San Salvador has a reef offshore that has its top at 40-60 ft. The anchor spots are land-ward of the reef, generally over sand patches or channels, depending on how close to the wall the anchorage is. The reef varies from place to place in terms of slope to the wall drop off. Some places there are channels cut through the coral and you swim through coming out oceanside really in the deep blue. You cannot see the bottom (nor do you want to; it's several thousand feet down). It is a bit disconcerting the first time or two. However, you don't have to do the dive that way. You can swim either along the shore-ward side of the reef (also looking into the sand patches for critters) or along the top of the reef where it is most shallow. Nearly all the pre-dive instructions will take the form of, "Locate the reef, swim to the wall, then along the wall, either right or left depending on current. Return by reversing the dive." You can drift down the wall until it is vertical, if you wish. Or not. We did not experience any current to speak of. We had one dive with poor visibility and we could not find the wall, probably because the boat had turned on us just before we entered the water (and I neglected to take a compass bearing). That was more annoying than anything.

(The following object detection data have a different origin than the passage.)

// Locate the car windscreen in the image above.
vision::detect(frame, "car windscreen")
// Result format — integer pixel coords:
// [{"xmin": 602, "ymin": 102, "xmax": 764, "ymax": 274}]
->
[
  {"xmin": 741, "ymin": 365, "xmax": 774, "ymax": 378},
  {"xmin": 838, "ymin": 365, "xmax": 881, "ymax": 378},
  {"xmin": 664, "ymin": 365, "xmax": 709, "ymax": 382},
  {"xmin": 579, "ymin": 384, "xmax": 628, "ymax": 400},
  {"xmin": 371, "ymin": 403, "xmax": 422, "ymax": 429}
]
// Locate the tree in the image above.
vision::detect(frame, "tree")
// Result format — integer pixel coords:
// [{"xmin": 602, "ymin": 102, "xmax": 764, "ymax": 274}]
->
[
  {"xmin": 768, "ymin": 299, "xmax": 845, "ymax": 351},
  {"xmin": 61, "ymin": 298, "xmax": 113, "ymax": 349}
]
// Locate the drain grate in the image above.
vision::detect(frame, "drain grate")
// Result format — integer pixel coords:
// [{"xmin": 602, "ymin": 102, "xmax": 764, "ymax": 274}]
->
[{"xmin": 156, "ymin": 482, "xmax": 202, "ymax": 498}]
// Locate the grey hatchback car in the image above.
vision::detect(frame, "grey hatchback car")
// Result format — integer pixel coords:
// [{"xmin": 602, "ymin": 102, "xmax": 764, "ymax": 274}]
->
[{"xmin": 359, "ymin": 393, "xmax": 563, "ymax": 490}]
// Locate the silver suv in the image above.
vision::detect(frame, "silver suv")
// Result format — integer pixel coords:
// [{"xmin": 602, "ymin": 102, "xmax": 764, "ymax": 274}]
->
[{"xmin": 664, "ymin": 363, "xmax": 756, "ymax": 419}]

We have been diving with Club Med 4 times, twice each at Turks and Caicos and San Salvador. We have found the dive operations to be most accommodating to individual needs. The boats are quite large, holding up to about 40 people, I think. We never experienced a boat more than 3/4 and never felt crowded. Most divers are in small groups with a DM. They are taking lessons or being guided. Only the buddy divers are really on their own and I'd guess that 6-10 were buddy divers on any one trip. If I were you at Club Med, I would not worry about being forced to go as buddies totally on your own. Just explain that you are newbies and would like to go with a DM. I think they will accommodate you. You can direct questions to a specific Club Med through the parent organization. It's sometimes successful, anyway.
Having been to Cozumel a couple of times, I can sympathize with the depth issue. For my wife and me, it was not that so much as the speed of drift that bothered us. Two dives were really fast and we were moving at such a rate that it was impossible to stop without grabbing on to something solid. Those two dives were not pleasant and we have subsequently referred to them as thruway dives on which everything just zips by and you have no time to enjoy it.
I hope your boyfriend at least got himself one of the "I survived the Santa Rosa Wall" t-shirts!